STRIDE uses dsgrid to validate and register datasets. This ensures data consistency across dimensions like time, geography, and sector before computing energy projections.

What is dsgrid?

dsgrid is a framework for managing demand-side grid data. STRIDE leverages dsgrid’s registry system to:

  • Validate dimensions - Ensure datasets have consistent time periods, geographies, and sectors

  • Map dimensions - Transform dataset dimensions to match project requirements

  • Query data - Extract and combine data from multiple registered datasets

The Validation Process

When you create a STRIDE project, the following validation steps occur:

1. Registry Creation

STRIDE creates a local dsgrid registry backed by DuckDB:

<project>/registry_data/data.duckdb

This registry stores metadata about registered datasets and their dimensions.

2. Bulk Registration

Datasets from the data directory are registered with dsgrid using bulk registration.
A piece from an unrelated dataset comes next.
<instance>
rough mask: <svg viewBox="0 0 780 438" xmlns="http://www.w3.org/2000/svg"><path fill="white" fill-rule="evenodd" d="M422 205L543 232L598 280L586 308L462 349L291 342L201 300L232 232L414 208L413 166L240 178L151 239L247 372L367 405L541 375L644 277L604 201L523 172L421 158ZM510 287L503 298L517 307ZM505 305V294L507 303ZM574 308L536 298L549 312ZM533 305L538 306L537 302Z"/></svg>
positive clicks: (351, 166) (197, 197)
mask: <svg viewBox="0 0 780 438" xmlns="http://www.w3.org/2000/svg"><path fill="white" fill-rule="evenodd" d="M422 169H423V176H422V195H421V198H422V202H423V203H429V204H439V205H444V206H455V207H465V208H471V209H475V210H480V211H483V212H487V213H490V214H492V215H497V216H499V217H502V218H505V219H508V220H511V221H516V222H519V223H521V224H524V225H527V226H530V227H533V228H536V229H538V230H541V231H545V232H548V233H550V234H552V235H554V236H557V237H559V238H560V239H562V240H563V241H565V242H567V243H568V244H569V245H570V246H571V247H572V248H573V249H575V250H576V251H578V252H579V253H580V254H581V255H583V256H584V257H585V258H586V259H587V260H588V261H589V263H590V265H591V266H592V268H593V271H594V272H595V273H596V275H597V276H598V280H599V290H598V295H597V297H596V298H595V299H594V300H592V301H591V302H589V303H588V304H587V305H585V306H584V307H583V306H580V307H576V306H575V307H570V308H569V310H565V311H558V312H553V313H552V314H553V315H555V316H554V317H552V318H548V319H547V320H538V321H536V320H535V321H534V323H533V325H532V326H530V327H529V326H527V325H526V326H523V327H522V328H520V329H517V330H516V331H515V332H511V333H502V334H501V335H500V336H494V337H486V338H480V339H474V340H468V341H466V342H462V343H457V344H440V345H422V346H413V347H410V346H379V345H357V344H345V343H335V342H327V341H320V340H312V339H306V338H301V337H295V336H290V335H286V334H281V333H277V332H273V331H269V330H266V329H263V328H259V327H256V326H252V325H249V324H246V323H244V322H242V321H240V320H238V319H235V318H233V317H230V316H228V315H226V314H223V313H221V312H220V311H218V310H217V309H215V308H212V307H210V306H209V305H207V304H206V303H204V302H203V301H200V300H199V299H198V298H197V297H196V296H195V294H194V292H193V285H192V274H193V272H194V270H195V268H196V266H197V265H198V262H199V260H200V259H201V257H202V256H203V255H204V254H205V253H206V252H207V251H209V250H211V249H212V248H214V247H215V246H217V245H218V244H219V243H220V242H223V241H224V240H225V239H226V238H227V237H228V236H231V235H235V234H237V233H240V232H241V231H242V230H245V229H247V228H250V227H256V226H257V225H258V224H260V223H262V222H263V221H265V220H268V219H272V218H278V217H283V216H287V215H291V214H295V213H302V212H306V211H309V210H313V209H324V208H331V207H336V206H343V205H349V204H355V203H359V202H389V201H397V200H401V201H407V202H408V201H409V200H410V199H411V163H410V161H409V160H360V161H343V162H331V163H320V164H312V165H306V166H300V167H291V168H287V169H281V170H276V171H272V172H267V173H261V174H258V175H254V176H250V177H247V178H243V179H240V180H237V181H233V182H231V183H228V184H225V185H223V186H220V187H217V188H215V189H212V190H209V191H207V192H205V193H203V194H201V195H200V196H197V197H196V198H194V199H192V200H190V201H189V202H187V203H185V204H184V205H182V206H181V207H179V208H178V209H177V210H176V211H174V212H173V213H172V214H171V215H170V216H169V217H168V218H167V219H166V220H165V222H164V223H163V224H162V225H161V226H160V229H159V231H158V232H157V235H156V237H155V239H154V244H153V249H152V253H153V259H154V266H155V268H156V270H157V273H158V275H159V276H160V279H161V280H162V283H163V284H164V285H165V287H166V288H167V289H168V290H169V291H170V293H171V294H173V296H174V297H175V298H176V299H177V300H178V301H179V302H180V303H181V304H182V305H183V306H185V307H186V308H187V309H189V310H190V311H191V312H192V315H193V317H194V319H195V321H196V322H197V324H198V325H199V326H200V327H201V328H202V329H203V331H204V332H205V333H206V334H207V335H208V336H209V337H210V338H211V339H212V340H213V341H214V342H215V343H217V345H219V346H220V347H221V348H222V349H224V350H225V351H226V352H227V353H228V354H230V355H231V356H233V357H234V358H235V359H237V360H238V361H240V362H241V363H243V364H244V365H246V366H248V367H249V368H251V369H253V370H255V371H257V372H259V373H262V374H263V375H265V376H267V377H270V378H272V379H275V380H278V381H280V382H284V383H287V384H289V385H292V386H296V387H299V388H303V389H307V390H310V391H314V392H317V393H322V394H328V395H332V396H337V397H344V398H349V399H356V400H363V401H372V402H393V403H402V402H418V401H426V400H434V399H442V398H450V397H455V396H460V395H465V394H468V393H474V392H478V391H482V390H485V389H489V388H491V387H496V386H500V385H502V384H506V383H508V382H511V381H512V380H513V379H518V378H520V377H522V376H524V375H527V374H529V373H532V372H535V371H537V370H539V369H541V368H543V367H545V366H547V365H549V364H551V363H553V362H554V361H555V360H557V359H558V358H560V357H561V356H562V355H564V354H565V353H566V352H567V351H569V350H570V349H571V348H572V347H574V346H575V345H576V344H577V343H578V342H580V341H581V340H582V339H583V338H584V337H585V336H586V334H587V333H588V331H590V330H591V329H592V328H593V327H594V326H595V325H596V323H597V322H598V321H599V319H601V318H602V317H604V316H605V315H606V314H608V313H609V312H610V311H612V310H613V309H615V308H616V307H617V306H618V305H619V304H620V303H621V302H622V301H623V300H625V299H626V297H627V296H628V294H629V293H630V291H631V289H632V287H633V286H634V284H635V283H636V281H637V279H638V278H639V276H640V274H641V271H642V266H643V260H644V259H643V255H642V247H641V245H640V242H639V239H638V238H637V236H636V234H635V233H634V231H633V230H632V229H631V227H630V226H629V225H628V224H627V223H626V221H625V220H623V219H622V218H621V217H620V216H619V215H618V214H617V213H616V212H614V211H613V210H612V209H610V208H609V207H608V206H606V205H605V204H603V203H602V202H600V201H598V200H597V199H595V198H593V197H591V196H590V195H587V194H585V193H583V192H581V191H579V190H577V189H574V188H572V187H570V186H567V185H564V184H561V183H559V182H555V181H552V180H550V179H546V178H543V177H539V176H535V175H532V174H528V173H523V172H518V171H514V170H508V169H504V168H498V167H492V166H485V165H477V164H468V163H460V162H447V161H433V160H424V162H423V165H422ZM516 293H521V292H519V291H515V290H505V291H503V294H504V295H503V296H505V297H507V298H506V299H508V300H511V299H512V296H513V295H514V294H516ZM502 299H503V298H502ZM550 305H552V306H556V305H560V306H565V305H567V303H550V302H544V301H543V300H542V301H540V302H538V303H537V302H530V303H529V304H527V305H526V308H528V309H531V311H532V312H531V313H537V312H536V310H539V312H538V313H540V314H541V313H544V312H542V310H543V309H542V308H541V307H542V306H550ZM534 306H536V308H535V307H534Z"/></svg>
This process:

  • Parses dataset configurations

  • Validates dimension consistency

  • Records dimension mappings

3. Dimension Mapping

STRIDE reads dimension_mappings.json5 from the dataset directory to understand how to map dimensions between datasets. Common mapping types include:

  • many_to_one_aggregation - Combine multiple source values into one target value

  • one_to_one - Direct mapping between source and target dimensions

4. Query and Table Creation

After validation, STRIDE queries the dsgrid registry and creates DuckDB tables for each dataset:

dsgrid_data.baseline__energy_intensity__1_0_0
dsgrid_data.baseline__gdp__1_0_0
dsgrid_data.baseline__load_shapes__1_0_0
...

What Gets Validated

Time Consistency

By default, STRIDE checks that time dimensions are consistent across datasets. This ensures:

  • All datasets cover the same time periods

  • Timestamps align properly for joining

Dimension Associations

Optionally, STRIDE can validate that dimension associations are consistent. This checks that:

  • Geographic identifiers match across datasets

  • Sector definitions are compatible

  • All required dimension combinations exist

Validation Errors

If validation fails, you’ll see errors indicating:

  • Missing dimensions - A required dimension is not present in the dataset

  • Inconsistent time periods - Datasets have mismatched time ranges

  • Invalid mappings - Dimension mappings reference non-existent values

Scenarios and Alternative Datasets

STRIDE supports multiple scenarios, each potentially using different input datasets:

{
  "scenarios": [
    {"name": "baseline"},
    {"name": "high_growth", "gdp": "path/to/alternative_gdp.parquet"}
  ]
}

When a scenario specifies an alternative dataset:

  1. The alternative is registered as a separate dataset

  2. A view is created pointing to the alternative data

  3. dbt uses the scenario-specific data for calculations

For datasets not overridden in a scenario, STRIDE creates views pointing to the baseline data to avoid redundant processing.